Hattie stood in the middle of the kitchen, looking woefully at the three of us before burying her face in her hands, her shoulders heaving. Ruth pulled a chair from beneath the table.
“Sit down, dear,” she said. “Tell us what’s happened.”
Hattie lowered herself onto the chair, her dark cheeks streaked with tears. “Butchie has the polio!” she said.
“Oh no,” I said, and Ruth took a step backward as though Hattie might be a carrier of the dreaded disease.
“How horrible!” Lucy pressed a fist to her mouth.
“Zeke come get me last night and brung me over Adora’s to help out before they knowed what was wrong,” Hattie continued. “Doctor says he’s the first case in Hickory. He’s real sick. Can’t move. Can’t even swallow and ain’t breathin’ right.” She looked up at us, a mystified expression on her face. “Why my baby cousin got to be the first one?” she asked.

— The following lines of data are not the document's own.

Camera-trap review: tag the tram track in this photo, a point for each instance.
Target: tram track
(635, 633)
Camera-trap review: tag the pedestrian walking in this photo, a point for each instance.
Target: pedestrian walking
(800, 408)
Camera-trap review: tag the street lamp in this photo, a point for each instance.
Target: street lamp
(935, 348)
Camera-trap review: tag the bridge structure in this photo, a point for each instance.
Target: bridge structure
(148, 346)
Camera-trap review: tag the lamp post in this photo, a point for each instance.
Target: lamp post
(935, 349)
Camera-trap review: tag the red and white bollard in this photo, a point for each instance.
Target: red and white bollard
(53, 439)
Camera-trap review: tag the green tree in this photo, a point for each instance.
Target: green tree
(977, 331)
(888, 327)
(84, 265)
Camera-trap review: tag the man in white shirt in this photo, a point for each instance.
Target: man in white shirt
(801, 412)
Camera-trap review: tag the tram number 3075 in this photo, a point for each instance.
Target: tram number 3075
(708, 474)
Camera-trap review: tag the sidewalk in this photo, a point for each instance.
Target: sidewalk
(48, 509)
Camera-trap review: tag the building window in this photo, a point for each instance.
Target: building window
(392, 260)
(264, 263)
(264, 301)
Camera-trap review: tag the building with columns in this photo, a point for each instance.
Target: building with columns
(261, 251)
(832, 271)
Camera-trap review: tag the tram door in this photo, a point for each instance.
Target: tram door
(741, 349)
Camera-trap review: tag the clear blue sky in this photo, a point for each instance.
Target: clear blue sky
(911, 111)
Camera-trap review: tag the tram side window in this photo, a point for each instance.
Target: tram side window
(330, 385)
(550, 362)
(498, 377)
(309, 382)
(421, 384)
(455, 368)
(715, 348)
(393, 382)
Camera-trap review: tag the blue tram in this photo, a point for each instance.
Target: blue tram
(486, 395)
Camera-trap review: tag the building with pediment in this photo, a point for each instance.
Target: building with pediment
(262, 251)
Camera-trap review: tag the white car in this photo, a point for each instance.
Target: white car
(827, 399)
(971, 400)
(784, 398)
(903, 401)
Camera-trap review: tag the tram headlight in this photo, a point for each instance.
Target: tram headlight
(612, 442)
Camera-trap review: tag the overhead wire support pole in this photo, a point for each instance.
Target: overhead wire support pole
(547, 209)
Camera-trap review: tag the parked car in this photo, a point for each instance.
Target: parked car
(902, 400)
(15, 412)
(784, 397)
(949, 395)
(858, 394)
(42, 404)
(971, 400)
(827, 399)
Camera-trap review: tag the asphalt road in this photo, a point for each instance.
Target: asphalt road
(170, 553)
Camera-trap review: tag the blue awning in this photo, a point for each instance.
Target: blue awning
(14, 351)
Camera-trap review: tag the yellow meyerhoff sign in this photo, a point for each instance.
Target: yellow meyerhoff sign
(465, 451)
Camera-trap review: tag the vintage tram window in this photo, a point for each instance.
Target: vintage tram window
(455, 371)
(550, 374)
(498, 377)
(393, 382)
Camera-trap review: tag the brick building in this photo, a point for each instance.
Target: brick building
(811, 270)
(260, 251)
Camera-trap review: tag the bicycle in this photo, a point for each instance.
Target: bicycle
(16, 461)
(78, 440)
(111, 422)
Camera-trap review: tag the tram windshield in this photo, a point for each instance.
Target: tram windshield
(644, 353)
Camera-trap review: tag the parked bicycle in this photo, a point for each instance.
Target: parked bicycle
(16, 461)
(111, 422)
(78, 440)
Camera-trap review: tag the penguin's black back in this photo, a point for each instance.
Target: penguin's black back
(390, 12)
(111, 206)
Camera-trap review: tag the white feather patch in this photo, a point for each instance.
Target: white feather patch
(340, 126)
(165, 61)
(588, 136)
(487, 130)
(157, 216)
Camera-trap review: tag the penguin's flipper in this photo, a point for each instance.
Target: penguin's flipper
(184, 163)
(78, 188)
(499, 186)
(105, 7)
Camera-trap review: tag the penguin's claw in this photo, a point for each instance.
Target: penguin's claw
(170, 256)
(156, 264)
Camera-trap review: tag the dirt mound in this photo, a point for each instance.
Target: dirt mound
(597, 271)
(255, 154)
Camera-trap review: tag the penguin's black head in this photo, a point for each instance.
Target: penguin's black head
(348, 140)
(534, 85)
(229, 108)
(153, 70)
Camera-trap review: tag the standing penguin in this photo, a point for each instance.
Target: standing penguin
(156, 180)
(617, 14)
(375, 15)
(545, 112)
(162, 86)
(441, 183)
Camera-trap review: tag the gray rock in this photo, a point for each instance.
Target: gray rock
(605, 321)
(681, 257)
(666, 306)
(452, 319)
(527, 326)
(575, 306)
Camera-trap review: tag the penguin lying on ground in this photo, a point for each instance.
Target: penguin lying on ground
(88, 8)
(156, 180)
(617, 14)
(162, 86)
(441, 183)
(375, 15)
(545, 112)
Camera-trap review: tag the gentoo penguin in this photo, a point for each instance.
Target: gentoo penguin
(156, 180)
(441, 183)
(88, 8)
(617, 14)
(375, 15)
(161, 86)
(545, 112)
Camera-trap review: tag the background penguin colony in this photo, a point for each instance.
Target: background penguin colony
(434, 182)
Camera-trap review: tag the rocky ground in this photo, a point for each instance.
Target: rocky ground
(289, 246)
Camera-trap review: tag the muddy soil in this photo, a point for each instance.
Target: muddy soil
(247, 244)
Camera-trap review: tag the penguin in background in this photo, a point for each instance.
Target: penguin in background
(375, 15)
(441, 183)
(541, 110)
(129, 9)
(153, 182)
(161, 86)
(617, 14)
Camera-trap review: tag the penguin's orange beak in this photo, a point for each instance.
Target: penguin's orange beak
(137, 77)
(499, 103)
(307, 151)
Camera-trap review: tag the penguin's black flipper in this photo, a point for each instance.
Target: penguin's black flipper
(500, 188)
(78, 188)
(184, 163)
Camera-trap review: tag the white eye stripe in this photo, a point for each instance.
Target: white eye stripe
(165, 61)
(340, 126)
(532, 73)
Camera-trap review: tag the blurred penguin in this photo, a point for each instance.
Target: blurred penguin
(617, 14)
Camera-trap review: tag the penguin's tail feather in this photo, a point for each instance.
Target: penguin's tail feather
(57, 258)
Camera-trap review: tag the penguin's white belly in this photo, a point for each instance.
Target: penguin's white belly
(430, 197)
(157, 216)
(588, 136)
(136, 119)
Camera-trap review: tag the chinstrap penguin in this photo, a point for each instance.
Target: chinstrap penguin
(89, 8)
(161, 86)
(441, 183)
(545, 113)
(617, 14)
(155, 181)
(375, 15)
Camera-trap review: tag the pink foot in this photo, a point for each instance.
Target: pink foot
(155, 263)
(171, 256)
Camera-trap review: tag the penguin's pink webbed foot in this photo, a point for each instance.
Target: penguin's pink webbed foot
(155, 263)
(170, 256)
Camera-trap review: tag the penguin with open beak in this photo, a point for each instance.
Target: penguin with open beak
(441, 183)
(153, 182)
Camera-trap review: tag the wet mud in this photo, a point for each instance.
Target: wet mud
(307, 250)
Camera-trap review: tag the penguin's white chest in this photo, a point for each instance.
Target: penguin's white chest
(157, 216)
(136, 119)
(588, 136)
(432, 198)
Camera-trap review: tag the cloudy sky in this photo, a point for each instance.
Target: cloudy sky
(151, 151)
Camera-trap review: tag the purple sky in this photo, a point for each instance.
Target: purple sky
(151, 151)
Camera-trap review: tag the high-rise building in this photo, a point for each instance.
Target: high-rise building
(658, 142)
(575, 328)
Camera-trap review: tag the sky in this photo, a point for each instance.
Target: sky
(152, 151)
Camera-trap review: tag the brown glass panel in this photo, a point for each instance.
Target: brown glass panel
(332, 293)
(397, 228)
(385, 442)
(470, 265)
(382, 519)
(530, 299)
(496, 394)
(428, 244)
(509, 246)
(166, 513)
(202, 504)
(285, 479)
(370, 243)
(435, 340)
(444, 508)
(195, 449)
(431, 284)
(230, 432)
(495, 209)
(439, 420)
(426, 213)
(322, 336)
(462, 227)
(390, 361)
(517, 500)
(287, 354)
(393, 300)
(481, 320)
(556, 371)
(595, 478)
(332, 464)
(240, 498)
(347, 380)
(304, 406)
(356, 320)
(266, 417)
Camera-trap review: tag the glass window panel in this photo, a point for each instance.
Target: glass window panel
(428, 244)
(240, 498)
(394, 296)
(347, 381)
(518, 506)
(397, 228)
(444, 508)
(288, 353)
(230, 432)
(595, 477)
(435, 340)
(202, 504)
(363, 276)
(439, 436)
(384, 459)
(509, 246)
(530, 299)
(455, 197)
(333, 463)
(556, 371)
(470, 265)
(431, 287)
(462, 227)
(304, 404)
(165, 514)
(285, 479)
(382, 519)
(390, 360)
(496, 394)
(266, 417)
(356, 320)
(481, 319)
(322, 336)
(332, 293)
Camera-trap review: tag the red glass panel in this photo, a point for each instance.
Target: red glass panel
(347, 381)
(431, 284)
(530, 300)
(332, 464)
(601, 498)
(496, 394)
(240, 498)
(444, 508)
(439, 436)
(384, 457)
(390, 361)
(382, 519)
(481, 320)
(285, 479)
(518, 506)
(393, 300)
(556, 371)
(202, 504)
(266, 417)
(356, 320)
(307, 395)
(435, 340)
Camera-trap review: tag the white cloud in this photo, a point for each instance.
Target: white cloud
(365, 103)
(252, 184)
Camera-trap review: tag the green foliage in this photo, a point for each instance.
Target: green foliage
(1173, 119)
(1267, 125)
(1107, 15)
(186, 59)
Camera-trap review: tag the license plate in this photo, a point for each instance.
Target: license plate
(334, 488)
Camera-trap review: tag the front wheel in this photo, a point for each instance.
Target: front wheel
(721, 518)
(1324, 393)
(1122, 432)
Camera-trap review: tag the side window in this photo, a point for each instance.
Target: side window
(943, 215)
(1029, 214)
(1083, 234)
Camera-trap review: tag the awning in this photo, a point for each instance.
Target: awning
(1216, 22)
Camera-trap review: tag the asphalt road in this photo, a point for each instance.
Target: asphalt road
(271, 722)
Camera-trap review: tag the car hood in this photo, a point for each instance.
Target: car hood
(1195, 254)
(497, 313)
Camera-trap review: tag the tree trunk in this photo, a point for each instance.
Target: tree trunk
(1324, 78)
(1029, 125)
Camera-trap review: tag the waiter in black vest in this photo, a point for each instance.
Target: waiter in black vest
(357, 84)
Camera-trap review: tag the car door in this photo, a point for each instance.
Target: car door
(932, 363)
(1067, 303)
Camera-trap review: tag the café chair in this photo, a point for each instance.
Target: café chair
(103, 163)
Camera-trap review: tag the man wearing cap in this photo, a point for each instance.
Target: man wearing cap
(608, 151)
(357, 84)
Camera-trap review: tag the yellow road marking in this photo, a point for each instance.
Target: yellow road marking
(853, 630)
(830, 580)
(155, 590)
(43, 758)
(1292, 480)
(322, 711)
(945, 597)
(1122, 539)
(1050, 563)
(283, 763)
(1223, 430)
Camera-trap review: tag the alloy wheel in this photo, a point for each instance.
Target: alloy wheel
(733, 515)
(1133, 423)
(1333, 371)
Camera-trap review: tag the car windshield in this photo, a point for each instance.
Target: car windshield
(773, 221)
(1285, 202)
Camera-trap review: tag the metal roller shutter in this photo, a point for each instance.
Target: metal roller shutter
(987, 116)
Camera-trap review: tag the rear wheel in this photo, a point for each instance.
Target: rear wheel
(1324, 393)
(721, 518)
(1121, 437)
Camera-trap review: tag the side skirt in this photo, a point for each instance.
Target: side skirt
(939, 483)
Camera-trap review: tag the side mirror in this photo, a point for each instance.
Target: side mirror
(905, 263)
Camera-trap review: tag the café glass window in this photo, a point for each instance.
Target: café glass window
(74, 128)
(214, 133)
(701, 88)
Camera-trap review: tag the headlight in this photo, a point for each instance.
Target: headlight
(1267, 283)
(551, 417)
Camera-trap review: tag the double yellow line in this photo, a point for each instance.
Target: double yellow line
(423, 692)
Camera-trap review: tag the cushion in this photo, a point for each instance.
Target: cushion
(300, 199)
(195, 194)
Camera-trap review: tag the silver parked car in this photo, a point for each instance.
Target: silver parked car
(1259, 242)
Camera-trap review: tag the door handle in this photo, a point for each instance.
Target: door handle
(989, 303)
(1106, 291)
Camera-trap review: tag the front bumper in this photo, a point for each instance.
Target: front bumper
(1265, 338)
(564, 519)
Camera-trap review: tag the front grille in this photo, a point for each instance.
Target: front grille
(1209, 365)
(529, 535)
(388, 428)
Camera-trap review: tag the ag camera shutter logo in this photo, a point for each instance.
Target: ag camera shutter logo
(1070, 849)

“Poor Adora,” Ruth said, genuine concern in her voice. “Did the doctor give him some medicine?”
Hattie shook her head. “They come in a ambulance and took him away to Charlotte,” she said. “Honor’s all tore up. They wouldn’t let her go with him. They let me and Zeke leave the house, but Adora and Honor and Jilly is all under that quarantine now.”
“This is terrible.” Lucy twisted her hands together in front of her. “He’s such a sweet little boy.” Were there tears in her eyes? She ordinarily struck me as so self-absorbed. This was a different side to her.
Ruth looked at Lucy. “We need to take them something,” she said. “What do they need, Hattie?”
“They need their baby boy back,” she said, blotting her eyes with the handkerchief. “That’s about it.”
I remembered little Butchie running out of Adora’s house the day we took them the leftovers from the box supper. His adorable little suit and tie. The joy in his face at seeing Lucy. I hated to think of him so sick.
“I could make them one of those stuffed hams,” I said, wondering if my contribution would be welcome. Hattie had told me how much they’d liked my ham, but my connection to Adora’s family was peripheral at best. I looked at Hattie. “You said they loved it.”